The carvings on the top of the rock belong to the main group of “hunter carvings”. It is thought they are from the Stone Age and may be 5,000 years old or more.
Here are several animal figures, but only two of them are still complete. One of them appears to depict an elk, the other one a red deer. The figures are carved with a steady hand, and show that the artist to a great extent was able to convey the animal body in an anatomically correct way.
We must therefore wonder why a couple of human figures appearing in the same section are drawn with such helplessness and naiveté. The carving technique is the same, and there is little doubt that they are from the same period as the animal figures. Is it a less able “artist” who has had a go here? Or could it be that human figures were supposed to be drawn in this manner?
The figures at the foot of the cliff are of a completely different type and belong to a different people. These are “agricultural carvings” from the Bronze Age, and may be around 3,000 years old.

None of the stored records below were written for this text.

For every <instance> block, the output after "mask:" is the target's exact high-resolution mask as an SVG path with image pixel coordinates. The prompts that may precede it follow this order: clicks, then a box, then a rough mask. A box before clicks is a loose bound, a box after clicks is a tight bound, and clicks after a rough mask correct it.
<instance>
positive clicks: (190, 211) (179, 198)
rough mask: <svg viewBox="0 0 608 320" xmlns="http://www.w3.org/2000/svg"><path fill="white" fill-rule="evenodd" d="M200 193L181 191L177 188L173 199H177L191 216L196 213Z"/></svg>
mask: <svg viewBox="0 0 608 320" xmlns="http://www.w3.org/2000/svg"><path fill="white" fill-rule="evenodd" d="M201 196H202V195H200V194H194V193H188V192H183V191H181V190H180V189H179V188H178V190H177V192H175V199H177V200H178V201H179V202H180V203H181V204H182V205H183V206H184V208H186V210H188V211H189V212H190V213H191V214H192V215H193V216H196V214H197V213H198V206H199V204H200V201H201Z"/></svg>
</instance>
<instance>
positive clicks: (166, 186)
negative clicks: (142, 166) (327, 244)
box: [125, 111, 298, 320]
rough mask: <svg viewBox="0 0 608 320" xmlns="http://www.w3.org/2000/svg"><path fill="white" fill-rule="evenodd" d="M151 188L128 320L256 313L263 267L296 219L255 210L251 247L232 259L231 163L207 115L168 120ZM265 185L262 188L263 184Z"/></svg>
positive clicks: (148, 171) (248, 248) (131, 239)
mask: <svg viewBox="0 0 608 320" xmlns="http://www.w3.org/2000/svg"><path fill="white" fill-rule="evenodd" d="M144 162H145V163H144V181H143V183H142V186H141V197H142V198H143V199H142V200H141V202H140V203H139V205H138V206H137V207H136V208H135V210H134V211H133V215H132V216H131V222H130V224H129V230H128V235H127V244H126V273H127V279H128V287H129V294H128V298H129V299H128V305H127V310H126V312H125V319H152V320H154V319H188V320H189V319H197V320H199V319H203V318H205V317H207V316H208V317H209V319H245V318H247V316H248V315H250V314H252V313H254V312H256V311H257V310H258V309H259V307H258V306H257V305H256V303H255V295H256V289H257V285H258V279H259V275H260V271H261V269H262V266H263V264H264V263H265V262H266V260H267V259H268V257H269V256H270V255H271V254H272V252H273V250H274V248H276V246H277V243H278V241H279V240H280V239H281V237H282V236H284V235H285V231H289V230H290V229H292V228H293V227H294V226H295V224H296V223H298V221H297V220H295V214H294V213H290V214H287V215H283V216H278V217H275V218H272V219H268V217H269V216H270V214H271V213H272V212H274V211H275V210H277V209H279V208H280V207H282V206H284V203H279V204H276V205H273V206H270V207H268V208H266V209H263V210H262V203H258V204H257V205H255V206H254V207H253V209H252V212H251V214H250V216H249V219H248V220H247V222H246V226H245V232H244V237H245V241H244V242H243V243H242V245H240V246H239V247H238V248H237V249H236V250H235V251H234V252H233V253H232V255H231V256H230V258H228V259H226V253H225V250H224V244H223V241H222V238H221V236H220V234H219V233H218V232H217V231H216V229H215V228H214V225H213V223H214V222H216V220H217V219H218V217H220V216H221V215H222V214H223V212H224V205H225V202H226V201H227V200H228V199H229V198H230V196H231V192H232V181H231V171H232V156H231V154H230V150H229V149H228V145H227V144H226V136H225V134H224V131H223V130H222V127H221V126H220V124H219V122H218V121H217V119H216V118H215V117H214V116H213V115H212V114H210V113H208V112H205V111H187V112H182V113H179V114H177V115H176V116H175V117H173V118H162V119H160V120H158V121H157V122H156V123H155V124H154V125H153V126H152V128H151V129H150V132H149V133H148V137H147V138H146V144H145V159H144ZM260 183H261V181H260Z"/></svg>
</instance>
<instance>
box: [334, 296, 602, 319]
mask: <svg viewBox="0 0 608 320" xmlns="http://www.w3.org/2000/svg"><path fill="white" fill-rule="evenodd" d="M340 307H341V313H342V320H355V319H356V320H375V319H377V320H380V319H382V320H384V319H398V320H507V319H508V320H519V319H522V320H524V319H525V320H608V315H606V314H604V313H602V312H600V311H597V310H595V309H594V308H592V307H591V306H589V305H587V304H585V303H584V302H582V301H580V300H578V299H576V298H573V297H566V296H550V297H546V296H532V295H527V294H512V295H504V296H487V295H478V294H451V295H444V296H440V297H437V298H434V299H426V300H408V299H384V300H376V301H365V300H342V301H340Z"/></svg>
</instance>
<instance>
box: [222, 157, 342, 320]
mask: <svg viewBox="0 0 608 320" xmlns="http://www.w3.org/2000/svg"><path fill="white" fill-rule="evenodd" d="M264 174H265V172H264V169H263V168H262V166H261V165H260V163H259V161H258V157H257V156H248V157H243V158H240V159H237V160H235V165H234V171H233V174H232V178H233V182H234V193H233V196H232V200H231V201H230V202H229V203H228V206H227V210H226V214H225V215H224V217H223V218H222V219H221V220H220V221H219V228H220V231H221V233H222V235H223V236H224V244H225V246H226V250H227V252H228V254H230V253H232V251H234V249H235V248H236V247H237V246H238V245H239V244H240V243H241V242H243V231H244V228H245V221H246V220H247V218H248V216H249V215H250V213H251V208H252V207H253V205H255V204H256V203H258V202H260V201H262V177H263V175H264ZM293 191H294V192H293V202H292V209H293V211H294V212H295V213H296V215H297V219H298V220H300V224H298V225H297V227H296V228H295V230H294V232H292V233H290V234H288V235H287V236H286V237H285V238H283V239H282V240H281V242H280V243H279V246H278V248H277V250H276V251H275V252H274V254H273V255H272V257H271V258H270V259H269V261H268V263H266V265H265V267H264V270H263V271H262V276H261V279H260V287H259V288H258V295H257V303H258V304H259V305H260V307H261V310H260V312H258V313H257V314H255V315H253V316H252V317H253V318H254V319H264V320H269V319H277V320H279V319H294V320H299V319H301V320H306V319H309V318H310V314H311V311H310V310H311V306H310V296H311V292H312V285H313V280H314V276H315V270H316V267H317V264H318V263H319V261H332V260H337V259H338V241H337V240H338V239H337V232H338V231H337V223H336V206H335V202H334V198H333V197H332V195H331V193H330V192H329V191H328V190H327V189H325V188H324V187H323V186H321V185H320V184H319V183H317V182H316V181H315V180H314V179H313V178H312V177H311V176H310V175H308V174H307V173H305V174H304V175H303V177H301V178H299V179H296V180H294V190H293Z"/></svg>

There are supposed to be 22 figures in all, mostly ships. Of these 11 are certain and clear, while 8 are only scraps, where parts of keel-lines, rail-lines or “lines of crew” may be vaguely seen. Furthermore there are a couple of simple ring figures and one single shallow depression.
In this country it is very unusual that one and the same rock has carvings from both the main traditions of “rock art”. Thus Salthamaren is a rare exception.